A decision can be something small such as what socks / shoes should I wear today to those big decisions like; buying a house, a car, changing jobs, that big strategic decision to save your company or take a risk to make it grow… No matter how big or small a decision, getting it right is what we all want and seeing as we make up to 35,000 a day, it should come naturally to us, but does it?

Decidophobia is a phrase that was originally coined by Princeton University philosopher, Walter Kaufmann and I think this is a more common problem than we think in the business environment.

In Leadership, decision-making is critical. Not only to make a decision but make the right decision.

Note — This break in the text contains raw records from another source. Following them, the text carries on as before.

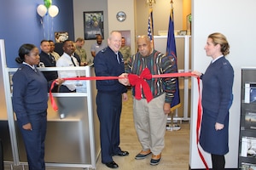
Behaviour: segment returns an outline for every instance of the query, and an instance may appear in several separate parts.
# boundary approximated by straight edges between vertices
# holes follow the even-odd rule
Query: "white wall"
[[[211,58],[206,56],[203,49],[209,34],[219,31],[224,33],[230,45],[228,60],[235,70],[233,87],[234,102],[230,117],[230,152],[226,155],[226,168],[236,168],[238,164],[238,144],[240,126],[241,68],[255,66],[254,34],[256,1],[254,0],[194,0],[192,2],[192,70],[204,72]],[[198,155],[195,144],[197,115],[197,84],[192,79],[192,116],[190,133],[191,169],[203,168],[204,165]],[[212,167],[208,154],[204,152],[207,162]]]
[[[131,43],[131,50],[135,53],[135,14],[134,14],[134,1],[125,0],[108,0],[108,30],[112,31],[130,31],[131,39],[126,38],[126,42]],[[126,20],[119,22],[116,19],[116,14],[119,11],[123,11],[126,14]]]

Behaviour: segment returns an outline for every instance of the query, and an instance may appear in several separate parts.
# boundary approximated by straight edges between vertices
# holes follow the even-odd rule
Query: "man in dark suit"
[[[55,67],[56,61],[53,55],[50,54],[50,46],[48,40],[42,40],[41,41],[41,53],[40,53],[40,63],[39,67]],[[58,73],[56,71],[43,71],[46,80],[48,82],[53,81],[58,78]],[[57,86],[54,88],[52,92],[57,91]]]

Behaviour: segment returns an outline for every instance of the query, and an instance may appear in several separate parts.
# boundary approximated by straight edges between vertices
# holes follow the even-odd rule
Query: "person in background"
[[[202,81],[202,122],[200,144],[212,156],[212,169],[224,170],[224,155],[229,152],[229,110],[232,105],[234,70],[225,56],[230,45],[221,33],[208,36],[205,46],[207,56],[212,57],[205,74],[192,71]]]
[[[75,47],[74,43],[71,40],[66,40],[63,42],[63,54],[56,62],[57,67],[73,67],[79,66],[79,63],[73,56]],[[77,77],[80,75],[76,71],[58,71],[59,77]],[[75,93],[76,92],[77,81],[65,81],[61,86],[59,87],[60,93]],[[68,112],[71,112],[72,105],[75,99],[73,98],[60,97],[57,99],[59,107],[60,118],[63,119]],[[75,104],[73,104],[75,105]]]
[[[102,37],[101,35],[96,36],[96,42],[90,46],[90,54],[92,57],[95,57],[97,53],[104,49],[107,46],[102,43]]]
[[[76,47],[75,53],[80,57],[81,60],[80,66],[84,66],[87,65],[86,51],[83,48],[83,46],[84,45],[84,39],[82,37],[79,37],[74,43]]]
[[[30,170],[44,170],[44,140],[46,135],[48,82],[36,67],[40,62],[39,50],[33,44],[23,44],[15,59],[20,64],[14,74],[13,108],[26,147]],[[57,79],[61,84],[62,79]]]
[[[131,56],[131,52],[130,46],[127,46],[125,43],[125,37],[122,37],[122,44],[119,52],[123,54],[125,68],[126,69],[129,58]]]
[[[100,51],[94,59],[96,76],[117,76],[125,71],[121,47],[121,34],[112,31],[108,39],[108,47]],[[128,156],[119,147],[119,122],[122,98],[127,100],[127,89],[118,80],[96,81],[96,109],[100,121],[102,162],[108,167],[117,168],[113,156]]]
[[[139,76],[145,68],[148,68],[152,75],[176,72],[172,56],[165,56],[153,49],[148,36],[137,38],[137,48],[138,53],[130,58],[126,73]],[[126,76],[125,73],[121,76]],[[148,103],[144,94],[141,99],[133,99],[135,128],[143,148],[135,159],[144,159],[152,153],[150,165],[160,163],[165,147],[167,116],[176,91],[176,80],[172,77],[147,80],[154,99]],[[130,85],[128,79],[119,81],[124,85]],[[135,95],[135,93],[136,89],[133,88],[132,94]]]
[[[60,58],[60,55],[58,53],[56,53],[55,51],[55,43],[52,41],[52,40],[49,40],[49,53],[50,54],[52,54],[52,56],[54,56],[55,61],[58,60],[58,59]]]
[[[42,40],[41,41],[41,53],[40,56],[40,63],[39,67],[55,67],[56,61],[54,56],[50,54],[50,46],[48,40]],[[58,73],[56,71],[43,71],[46,80],[48,82],[55,80],[58,77]],[[52,92],[56,92],[57,87],[52,89]]]

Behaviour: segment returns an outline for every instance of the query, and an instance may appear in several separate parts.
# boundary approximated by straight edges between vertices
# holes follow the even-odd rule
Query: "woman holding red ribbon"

In the book “The first 90 days”  by Michael D Watkin, it is the first decision that a leader makes that is most remembered so if it is wrong it could be career damaging; if it is right then a immediate positive impact is made.

However, I believe that many managers and leaders simply find it hard to make a decision and this made me wonder why.

Indecisiveness is a productivity killer!blog pic

I hear this regularly from my clients and staff. I see the results in our survey data – employees want fast, clear communication, they want answers, so why then do so many people at management level find it hard to make a decision?

I put it down to a few things:

  1. The fear of failure
  2. They are not informed appropriately to make a decision
  3. Decidophobia – maybe this is a real phobia!
  4. Lack of accountability
  5. Too hard!

There are so many factors involved – the world has become more complex, more uncertain. The collaborative problem solving approach takes more time and everyone has a different view which often prolongs the decision making process, in a world of real-time feedback this may not be the approach.

The directive approach is quicker and provides a quick answer. At least people know where they stand but this alienates and dis-engaged employees if they do not agree.

So what is the answer?

Here are some Tips:

  • Firstly: Do not Panic!
  • Look at the Pros and cons. I often revert to good old pen and paper – write down what the benefits would be and what the consequences / impacts could be to the decision.
  • If it is urgent make the call and back yourself!
  • If it is not urgent then take some time to think – digest the information you have
  • Ask around – ask at the ground level as well as upward and peers/networks. (Don’t forget front-line staff know more than you think!).
  • Research if you can
  • Go with your gut-feel
  • Flip a coin!

Remember we are all human and we all make mistakes, that’s just life!

Importantly, if you do make a decision and it is not working then admit that you made a wrong decision and change it – fail fast, take accountability and do not let your ego get in the way.

Also, take into consideration that not all decisions will please everyone – fact! Some people will not like it and voice their opinion. If you wait to please everyone then you will never make a decision!

For those of you who suffer from a slight case of decidophobia, or a severe disorder, I hope these tips help!